In another “Dear friend” cable on July 18, clutching hard at the remnants of his bonhomie, Macmillan wrote, “We have come to the unalterable conclusion that the right thing to do is to impose a system of proportional representation without a referendum, and then to hold elections.” These returned one Cheddi Jagan, whose anticommunist credentials did not impress Kennedy or his advisors. Ruminating on the need for “security” on the South American mainland, the President told Macmillan and his Colonial Secretary Iain Macleod that he hoped Britain would not withdraw too swiftly from her obligations in the area. “Do I understand,” Macmillan replied, “that you wish us to decolonize as fast as possible all over the world except on your doorstep?”

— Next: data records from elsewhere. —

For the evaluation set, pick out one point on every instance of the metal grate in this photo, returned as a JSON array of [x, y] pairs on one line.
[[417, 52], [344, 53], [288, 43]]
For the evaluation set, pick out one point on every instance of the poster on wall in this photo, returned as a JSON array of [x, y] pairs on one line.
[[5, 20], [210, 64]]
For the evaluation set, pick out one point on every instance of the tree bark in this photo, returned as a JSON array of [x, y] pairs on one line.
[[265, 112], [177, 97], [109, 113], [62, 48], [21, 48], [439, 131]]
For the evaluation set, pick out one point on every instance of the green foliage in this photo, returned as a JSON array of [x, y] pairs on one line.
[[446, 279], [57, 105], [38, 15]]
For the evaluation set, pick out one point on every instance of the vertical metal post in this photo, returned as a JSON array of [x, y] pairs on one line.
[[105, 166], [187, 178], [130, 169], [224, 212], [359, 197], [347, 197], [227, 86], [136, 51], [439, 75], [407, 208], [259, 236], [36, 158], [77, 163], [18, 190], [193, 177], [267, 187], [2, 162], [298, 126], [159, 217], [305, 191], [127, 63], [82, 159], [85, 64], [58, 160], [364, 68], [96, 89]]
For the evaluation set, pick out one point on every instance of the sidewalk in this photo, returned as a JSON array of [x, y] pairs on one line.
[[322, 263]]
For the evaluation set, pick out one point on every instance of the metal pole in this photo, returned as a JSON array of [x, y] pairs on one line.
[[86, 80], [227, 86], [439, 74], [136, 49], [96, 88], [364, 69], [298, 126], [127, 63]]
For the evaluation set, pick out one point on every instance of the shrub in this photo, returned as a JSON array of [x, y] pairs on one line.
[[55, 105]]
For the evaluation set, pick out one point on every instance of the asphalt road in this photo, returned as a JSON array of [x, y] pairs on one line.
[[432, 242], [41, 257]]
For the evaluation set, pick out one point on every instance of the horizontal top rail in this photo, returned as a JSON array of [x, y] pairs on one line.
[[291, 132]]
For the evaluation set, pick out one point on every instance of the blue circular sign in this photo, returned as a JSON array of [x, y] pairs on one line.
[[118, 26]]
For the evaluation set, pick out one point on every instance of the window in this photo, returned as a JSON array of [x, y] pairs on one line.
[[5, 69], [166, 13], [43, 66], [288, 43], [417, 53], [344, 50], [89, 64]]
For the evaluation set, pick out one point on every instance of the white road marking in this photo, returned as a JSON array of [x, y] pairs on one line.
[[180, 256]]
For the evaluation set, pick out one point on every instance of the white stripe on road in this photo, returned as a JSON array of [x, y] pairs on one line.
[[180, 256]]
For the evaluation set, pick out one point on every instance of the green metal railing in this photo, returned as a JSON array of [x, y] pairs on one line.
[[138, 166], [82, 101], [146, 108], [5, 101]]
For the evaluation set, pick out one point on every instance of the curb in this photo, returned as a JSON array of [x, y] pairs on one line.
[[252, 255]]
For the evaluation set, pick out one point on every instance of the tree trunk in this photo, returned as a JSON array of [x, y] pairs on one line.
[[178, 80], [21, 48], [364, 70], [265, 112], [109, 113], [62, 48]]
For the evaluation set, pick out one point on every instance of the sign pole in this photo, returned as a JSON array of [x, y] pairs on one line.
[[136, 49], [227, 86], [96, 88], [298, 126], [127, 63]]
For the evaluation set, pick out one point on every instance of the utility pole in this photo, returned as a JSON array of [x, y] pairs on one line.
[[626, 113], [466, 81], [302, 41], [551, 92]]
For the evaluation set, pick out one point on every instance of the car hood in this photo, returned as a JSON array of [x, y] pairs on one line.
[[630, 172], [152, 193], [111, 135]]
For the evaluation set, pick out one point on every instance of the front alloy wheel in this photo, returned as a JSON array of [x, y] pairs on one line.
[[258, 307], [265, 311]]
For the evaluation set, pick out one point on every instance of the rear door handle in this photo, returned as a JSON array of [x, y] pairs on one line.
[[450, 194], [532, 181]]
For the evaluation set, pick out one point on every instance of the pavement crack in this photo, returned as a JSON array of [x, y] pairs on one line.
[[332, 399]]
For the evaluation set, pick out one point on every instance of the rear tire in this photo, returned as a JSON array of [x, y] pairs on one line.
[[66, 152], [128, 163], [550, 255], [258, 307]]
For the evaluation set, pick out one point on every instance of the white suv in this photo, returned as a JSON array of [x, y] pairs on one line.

In the case of Indonesia, there was a reversal of the normal Allied roles. Macmillan confided that he wanted the rabble-rousing President Achmed Sukarno “out of the picture,” while Kennedy thought “a meeting . . . or territorial summit of some kind” would suffice. A January 1963 visit to London by Sukarno to plead his case was not judged a success. “He was regarded here as a bombastic joke, a jungle Hitler, whose greed for political power is as insatiable as his private appetites,” the U.S. ambassador cabled back. “The impression he created generally was that he was a strutting, arrogant brothel crawler . . . ” For once, British anxieties perhaps better suited the needs of the situation than American restraint. Sukarno went on to take an increasingly strident anti-Western line, while welcoming in Soviet military “advisors.” He was eventually overthrown by a coup in 1967, and died shortly afterward, either of kidney failure or, as Macmillan speculated, “some form of black arts” on the part of the CIA.
In July 1963, the Allies concluded a nuclear test-ban treaty with the Soviet Union. “One can only live once,” Macmillan had reminded Kennedy during the negotiations. Neither of the principals in the Special Relationship was able to take the next step in the process, which Macmillan saw as a comprehensive nonaggression pact with the Soviets. The PM resigned on grounds of ill health in October 1963, the victim of a misdiagnosed problem that the doctors had told him might be fatal. Just five weeks later, the crack of an assassin’s rifle echoed round the world.